Sunday, August 28, 2005

The Gender-Safe, Non-Offensive, Yet Somehow Free-Speech World of Theatre Department Chair Mark Kuntz (Part 1)

Upon learning of the fate of old ratty suspended Professor Mills (whom I'd hoped was long since dead so I could merely say nice things about him without suffering some terrible retaliation), I was immediately struck with curiosity concerning the key players in Mills' suspension.

Though the Provost and the Dean, having risen in the ranks, are well-fortified in their administrative bunkers, with only eight people in the world knowing what they do or why they do it, and with defensive websites repelling invaders with lists of the vicious activities of the "Capital Budget Advisory Committee" and other unspeakable horrors, their lackey professor, Theatre Department Chair Mark Kuntz, is more exposed.

He's the member of the team on the ground, doing the dirty work. He has to field the complaints, fire them up to his masters, listen to the whining, take the shots, all the while holding office hours, teaching classes, and maintaining an inviting website for students and alums that opens him to satire and ridicule, all while Provost Bodman and Dean Edwards recognize how useful is a turkey once given a title.

Having a looksy through Professor Kuntz's website, I was struck by the design, and how well it goes with his ambiguous memo quotes about "reasonable standards for and by reasonable people" and "ethical violations" and "a learning environment that embraces tolerance, safety, and freedom of speech".

I sent the site to Sean Tejaratchi, an accomplished typographer, asking him for a review of Professor Kuntz's choice of typeface, and he responded thus:




[It] is a common Art Nouveau face. I've seen it under many names, but I knew it first as Arnold Boecklin.

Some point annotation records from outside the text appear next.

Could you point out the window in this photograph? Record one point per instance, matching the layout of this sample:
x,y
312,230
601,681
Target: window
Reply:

It's the long-term favorite of hippie designers and anyone with a feminine designer locked inside their heart. It's a nice face, but it's painfully overused in certain circles. It suggests a free-thinking soul with vague, feel-good spiritual leanings, and ESPECIALLY someone who's familiar with art school, in the Biblical sense. Just look at Kuntz' site and you'll see how well the font goes next to the unimpeachable serenity of a watercolored sunset.

It's a non-statement masquerading as a statement. It's a very, very safe typeface with no negative connotations. It's hippie-ish, but without the druggy smoke connection of later fonts. It's not the kind of font which would ever be suspended for say...wielding a knife in an irresponsible, stabby manner.